The .NET team has concluded a detailed analysis of tens of thousands of test assets and internal customer data. The data suggests that the vast majority of .NET developers will not experience this same issue. We have extensive tests for the .NET Framework libraries (e.g. System.Xml). We have not been able to find a single case of this issue across that very large body of code. From a production standpoint, big Microsoft web properties have been running on pre-release versions of .NET Framework 4.6 for months without hitting this issue.
This bug requires a significant set of conditions that must be present to trigger it. It's unlikely that many developers have actually written matching code. We recognize that this bug is very real to StackExchange, and conclude that they are one of the few cases that have and will hit it.
Recommendation
Our recommendation to StackExchange and to any other customer is the following:
- Scout the .NET Framework 4.6 in your environment.
- If you run into an issue that you cannot diagnose, try disabling RyuJIT.
- If disabling RyuJIT resolves the issue, please re-enable RyuJIT and disable tail call optimization.
- If your issue is mitigated with the tail call optimization disabled, then you know that your app is subject to this issue. You can run your app in production in that configuration (tail call optimization disabled), to get the other .NET Framework 4.6 benefits. This work around will disable only the tail call optimization feature and should not negatively impact performance.
- If your issue is not mitigated with the tail call optimization disabled, but is mitigated with RyuJIT disabled, we want to hear from you on .NET Framework Connect. You can also run your app in production in this configuration (RyuJIT disabled).
- If your issue is not mitigated by disabling RyuJIT or tail call optimization, then it something else and unrelated to this advisory.
You may be wondering how it is OK to run the .NET Framework 4.6 in production with RyuJIT disabled. It's very similar in nature to the way that the .NET Framework 4.5 CLR runs, which doesn't have RyuJIT at all. The .NET Framework 4.6 includes both JIT64 and RyuJIT, providing additional flexibility for both testing and production use.
F# developers are encouraged to wait to deploy the .NET Framework 4.6. This issue affects F# programs more commonly. We will post an update on the blog when we are ready to make the all-clear on .NET Framework use for F# developers. We appologize for that situation. We are in the process of increasing our F# test coverage.
Closing
Thanks again to the StackExchange team for reaching out to us with this issue and for getting the word out about the issue.
As stated at the start of the post, we have already started producing a RyuJIT patch for the .NET Framework 4.6. We will post an update when it is is available.

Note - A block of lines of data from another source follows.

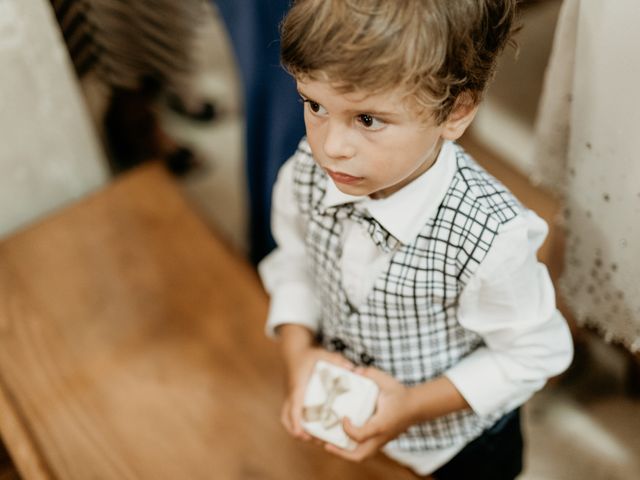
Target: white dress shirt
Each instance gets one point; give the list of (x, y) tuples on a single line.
[(509, 302)]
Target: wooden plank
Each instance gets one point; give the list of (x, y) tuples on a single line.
[(132, 347)]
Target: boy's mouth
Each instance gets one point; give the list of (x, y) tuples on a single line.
[(340, 177)]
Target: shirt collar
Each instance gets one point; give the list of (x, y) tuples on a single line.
[(404, 213)]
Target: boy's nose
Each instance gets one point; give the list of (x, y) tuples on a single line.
[(337, 144)]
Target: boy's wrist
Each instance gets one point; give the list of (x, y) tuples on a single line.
[(295, 341), (434, 399)]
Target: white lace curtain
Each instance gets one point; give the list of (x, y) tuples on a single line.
[(587, 144)]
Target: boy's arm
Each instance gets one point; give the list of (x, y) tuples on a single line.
[(510, 303), (284, 271)]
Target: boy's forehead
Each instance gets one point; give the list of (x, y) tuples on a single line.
[(324, 90)]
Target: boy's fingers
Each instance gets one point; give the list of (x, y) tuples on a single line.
[(296, 421), (360, 434), (361, 452), (285, 418)]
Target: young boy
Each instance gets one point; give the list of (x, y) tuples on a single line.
[(398, 256)]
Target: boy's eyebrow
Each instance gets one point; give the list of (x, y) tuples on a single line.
[(358, 111)]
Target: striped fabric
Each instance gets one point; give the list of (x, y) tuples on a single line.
[(129, 40)]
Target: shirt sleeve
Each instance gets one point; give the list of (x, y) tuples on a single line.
[(284, 271), (510, 303)]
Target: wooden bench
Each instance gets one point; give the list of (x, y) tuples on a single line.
[(132, 347)]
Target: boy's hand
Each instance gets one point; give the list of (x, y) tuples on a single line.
[(299, 369), (392, 417)]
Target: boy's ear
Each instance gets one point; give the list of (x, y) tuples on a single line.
[(459, 119)]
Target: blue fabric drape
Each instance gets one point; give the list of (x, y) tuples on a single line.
[(273, 114)]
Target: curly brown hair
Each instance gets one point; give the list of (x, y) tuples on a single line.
[(438, 52)]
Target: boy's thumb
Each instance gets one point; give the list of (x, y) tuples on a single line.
[(359, 434)]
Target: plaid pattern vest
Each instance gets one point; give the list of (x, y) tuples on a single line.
[(407, 326)]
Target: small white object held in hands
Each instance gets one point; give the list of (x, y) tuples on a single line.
[(334, 393)]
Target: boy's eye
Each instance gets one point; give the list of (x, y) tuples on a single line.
[(370, 122), (315, 107)]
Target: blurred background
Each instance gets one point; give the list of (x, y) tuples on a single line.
[(91, 89)]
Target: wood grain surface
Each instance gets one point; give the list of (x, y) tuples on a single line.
[(132, 347)]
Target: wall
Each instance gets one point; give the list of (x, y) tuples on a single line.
[(49, 153)]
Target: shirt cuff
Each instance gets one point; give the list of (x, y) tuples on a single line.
[(485, 387), (292, 304)]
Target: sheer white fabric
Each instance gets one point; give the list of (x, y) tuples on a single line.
[(587, 149)]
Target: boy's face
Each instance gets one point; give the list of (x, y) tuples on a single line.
[(368, 144)]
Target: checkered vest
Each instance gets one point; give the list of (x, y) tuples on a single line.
[(408, 325)]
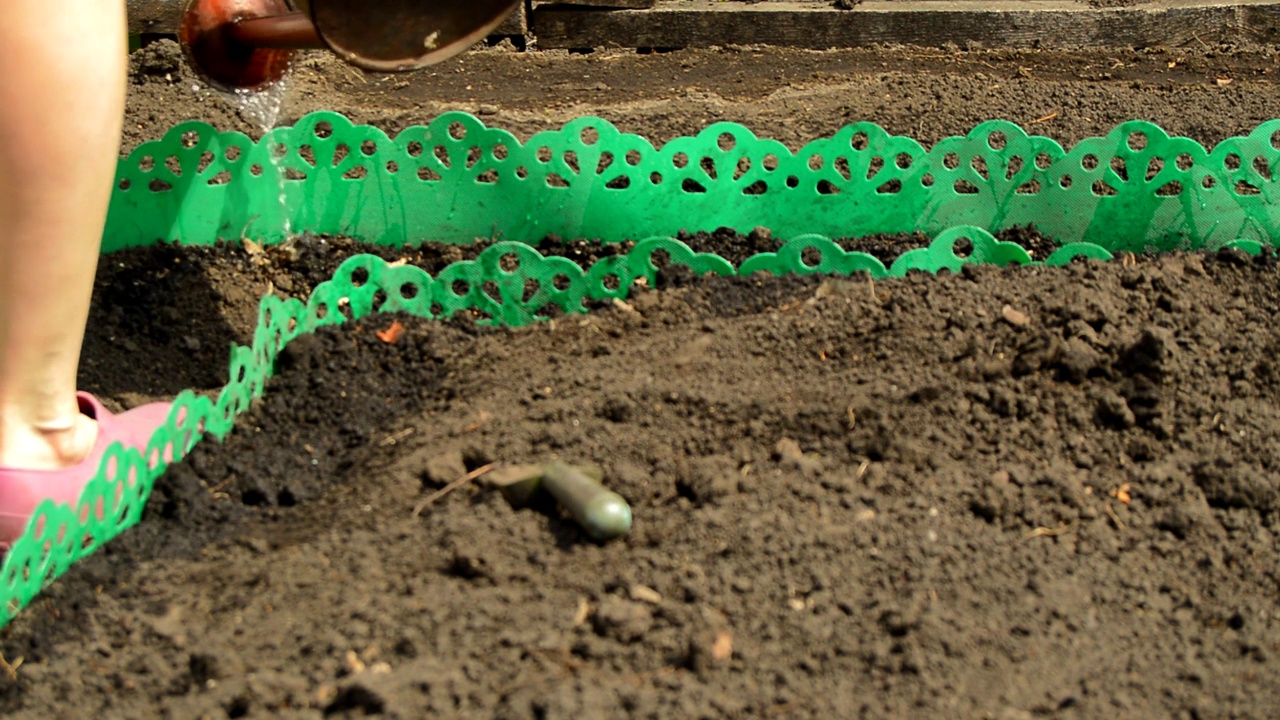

We know that you rely on us to provide high-quality software. We take that very seriously. It's no accident that RyuJIT has several configuration settings. We use them for our own testing and we expected that someone somewhere would find an issue that required investigation and potentially a fix. These settings enabled us to quickly root-cause the issue and also provides a way of safely running the .NET Framework 4.6, without risk of running into codegen issues.
The .NET Framework 4.6 is a great release that we can continue to recommend deploying. It is perfectly safe to run the .NET Framework 4.6 with tail call optimizations disabled, while you are waiting for the patch. Your app will get the benefit of other .NET Framework 4.6 improvements.